PRACTICE Everyday Life, Part I
BY Qing Huang
In 1968, Jack Burnham noted the shift away from the then-high arts, whose medium mainly concerns painting or sculpture, towards the immaterialized proposition, advanced by both conceptualists and minimalists such as Hans Hacke and Robert Morris. This observation allows him to shatter the arbitrary categorization between the two camps both of whom can be appreciated under the dome of creating experiential environments. Meanwhile, the role of spectator came into play, specifically, the demand for the presence of the viewers as a necessary component of the work. To turn against the autonomy claimed by the modernists, the postwar generation artists sought to foreground the participatory nature of the spectatorship while dissipating the authoritative voice of the artists. Such works decenter the object by gearing the gaze towards the space in which the spectator inhabits and shares with the works. For Burnham, such phenomenon went hand in hand with the advent of “a system-oriented culture” necessitated by the technological transformation at the time. Although his theorization of “system aesthetics” can be overtly privileging a systemic functionality over an open-ended structure, Burnham’s interrogation into the models after minimalism and conceptualism could be still illuminating today.
Nowadays, typically categorized as social practice, the artists who inherit the legacy of the conceptual and the minimal continue to challenge the spectator who has been, along with the way, well-educated to participate and fulfill the responsibilities in a dialogical framework of the arts. Nevertheless, illegibility continues to haunt the forms, if any, not to mention its content.

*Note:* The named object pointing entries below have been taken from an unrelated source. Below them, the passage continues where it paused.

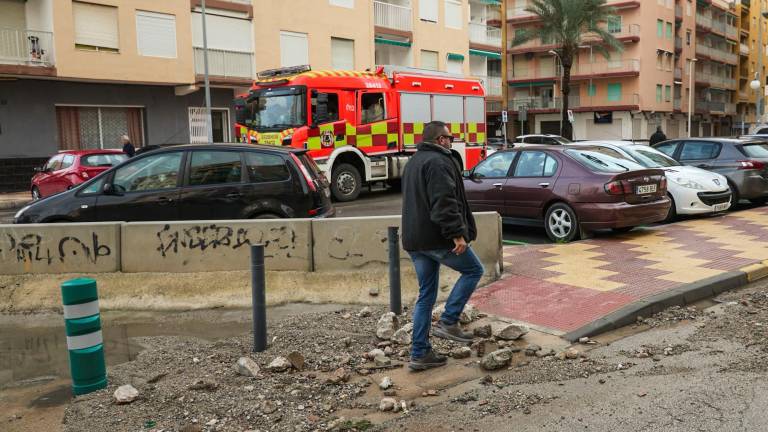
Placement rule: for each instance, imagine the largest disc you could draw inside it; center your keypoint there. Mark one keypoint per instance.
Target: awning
(385, 41)
(489, 54)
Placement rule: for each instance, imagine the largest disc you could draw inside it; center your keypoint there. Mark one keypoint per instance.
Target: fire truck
(361, 127)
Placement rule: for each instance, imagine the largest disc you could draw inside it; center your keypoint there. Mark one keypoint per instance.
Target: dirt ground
(687, 369)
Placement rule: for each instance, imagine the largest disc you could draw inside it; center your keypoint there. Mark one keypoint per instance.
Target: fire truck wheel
(346, 183)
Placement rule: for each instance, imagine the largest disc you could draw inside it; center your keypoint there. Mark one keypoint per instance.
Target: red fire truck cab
(361, 127)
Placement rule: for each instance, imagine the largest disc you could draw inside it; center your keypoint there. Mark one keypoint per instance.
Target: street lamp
(562, 102)
(690, 93)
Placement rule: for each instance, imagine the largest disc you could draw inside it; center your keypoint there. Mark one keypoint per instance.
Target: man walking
(657, 136)
(437, 229)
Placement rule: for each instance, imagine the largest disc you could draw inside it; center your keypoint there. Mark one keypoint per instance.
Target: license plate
(645, 189)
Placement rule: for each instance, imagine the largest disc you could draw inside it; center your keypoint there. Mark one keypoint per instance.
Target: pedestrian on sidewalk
(657, 136)
(128, 148)
(438, 227)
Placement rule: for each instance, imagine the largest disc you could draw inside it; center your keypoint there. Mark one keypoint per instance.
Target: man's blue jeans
(427, 264)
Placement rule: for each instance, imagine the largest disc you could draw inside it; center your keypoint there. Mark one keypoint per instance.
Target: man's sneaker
(452, 332)
(429, 361)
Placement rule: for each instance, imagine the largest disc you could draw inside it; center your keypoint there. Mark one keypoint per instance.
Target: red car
(568, 189)
(69, 168)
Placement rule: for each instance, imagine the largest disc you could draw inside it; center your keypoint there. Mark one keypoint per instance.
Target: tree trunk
(567, 129)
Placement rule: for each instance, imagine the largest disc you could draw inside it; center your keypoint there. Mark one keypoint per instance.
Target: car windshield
(102, 160)
(651, 158)
(603, 160)
(273, 110)
(759, 150)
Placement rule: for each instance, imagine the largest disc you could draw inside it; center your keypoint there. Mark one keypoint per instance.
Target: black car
(188, 182)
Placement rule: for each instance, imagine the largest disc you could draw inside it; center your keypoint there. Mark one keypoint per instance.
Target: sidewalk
(589, 287)
(14, 200)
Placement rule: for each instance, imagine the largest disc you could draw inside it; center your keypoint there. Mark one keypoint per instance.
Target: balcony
(26, 47)
(485, 35)
(225, 64)
(392, 16)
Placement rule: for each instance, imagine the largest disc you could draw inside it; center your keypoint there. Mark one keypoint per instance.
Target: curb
(682, 295)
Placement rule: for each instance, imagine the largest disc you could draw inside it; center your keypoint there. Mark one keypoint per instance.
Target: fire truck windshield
(274, 109)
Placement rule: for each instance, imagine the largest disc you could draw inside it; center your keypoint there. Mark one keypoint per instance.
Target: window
(614, 92)
(215, 167)
(428, 10)
(343, 3)
(453, 14)
(342, 54)
(150, 173)
(95, 27)
(294, 49)
(429, 60)
(156, 34)
(373, 107)
(534, 164)
(614, 24)
(266, 167)
(496, 166)
(697, 150)
(82, 128)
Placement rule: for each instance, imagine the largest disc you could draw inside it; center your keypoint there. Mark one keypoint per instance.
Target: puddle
(32, 346)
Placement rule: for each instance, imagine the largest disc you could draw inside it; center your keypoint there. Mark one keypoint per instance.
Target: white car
(693, 190)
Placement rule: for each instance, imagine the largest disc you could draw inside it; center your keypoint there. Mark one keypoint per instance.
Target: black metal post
(395, 301)
(258, 286)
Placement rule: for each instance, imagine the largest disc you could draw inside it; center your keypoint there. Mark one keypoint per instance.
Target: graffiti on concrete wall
(278, 241)
(35, 248)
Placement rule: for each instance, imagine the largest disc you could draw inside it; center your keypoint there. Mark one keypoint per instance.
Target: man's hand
(461, 245)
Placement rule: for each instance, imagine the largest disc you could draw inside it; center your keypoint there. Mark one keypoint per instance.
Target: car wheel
(561, 223)
(672, 213)
(346, 183)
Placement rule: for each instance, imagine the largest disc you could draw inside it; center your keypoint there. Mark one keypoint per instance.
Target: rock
(247, 367)
(386, 326)
(512, 332)
(297, 360)
(403, 335)
(385, 383)
(279, 364)
(126, 394)
(461, 352)
(338, 376)
(496, 359)
(387, 404)
(483, 331)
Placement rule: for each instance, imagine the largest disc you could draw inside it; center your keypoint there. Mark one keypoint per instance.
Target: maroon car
(570, 189)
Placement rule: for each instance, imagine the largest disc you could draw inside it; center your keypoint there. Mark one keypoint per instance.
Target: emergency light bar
(274, 73)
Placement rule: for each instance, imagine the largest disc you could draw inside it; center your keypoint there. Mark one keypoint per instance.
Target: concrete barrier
(60, 248)
(203, 246)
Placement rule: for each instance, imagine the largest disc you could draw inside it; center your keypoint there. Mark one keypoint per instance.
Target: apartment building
(80, 74)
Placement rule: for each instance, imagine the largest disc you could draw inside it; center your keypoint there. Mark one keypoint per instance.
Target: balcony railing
(392, 16)
(223, 63)
(26, 47)
(484, 34)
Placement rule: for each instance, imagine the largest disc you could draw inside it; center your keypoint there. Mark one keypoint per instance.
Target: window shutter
(294, 49)
(342, 54)
(95, 25)
(156, 34)
(428, 10)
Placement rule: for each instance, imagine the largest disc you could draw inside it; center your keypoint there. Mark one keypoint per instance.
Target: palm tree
(569, 24)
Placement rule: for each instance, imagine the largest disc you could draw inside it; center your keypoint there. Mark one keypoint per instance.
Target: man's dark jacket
(435, 209)
(657, 137)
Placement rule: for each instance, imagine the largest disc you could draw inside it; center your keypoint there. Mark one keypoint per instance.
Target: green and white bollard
(84, 340)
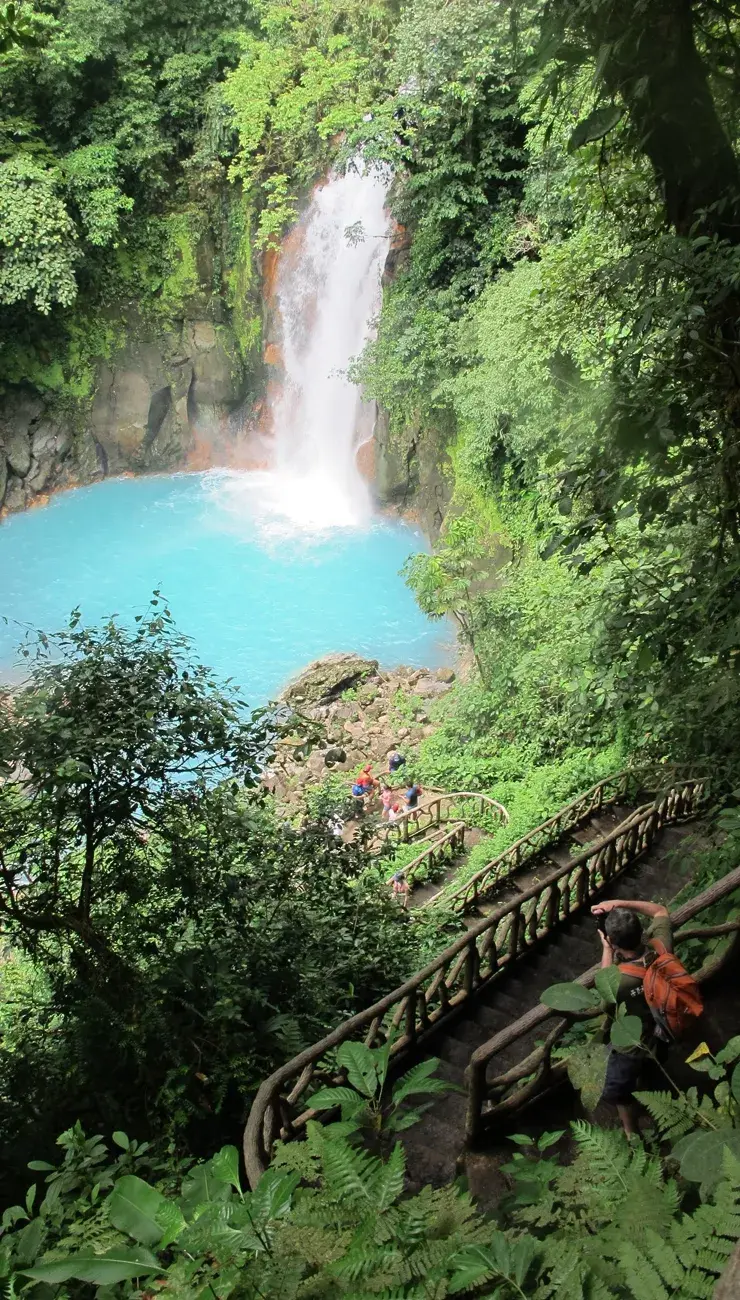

In other words, artworks today can appear no different from non-art, namely, real life. Even if it is recognized as art per se, chances are that the spectator will have no clue what to take from the work, or even, where to begin with. Since the socially-concerned artists seek to make an impact, more or less, it becomes an increasingly urgent issue regarding the extent to which the work’s essence is communicative to the spectator. Interesting enough, in the 1980s, there was a debate whether art should aim for consensus or antagonism among the spectator. Leaning towards either side proves to be problematic. As Shannon Jackson argues, one can easily recycle an Ardonian dialectics when taking the side of antagonism which hierarchically distinguishes the autonomy of art from the public-dependent cultural products. In this way, one refashions the conventional reading that sets art against, if not above, life. On the other hand, consensus seemingly makes no difference besides reaffirmation of the spectator’s presupposition. What Jackson proposes is a model that organically develops within a certain social context which, foremost, takes both time and effort on the part of the artist. Following this line of thought, the priority of socially-engaged practice is to identify the “symptoms” characterized by a specific community with whom the artist seeks to conduct dialogue.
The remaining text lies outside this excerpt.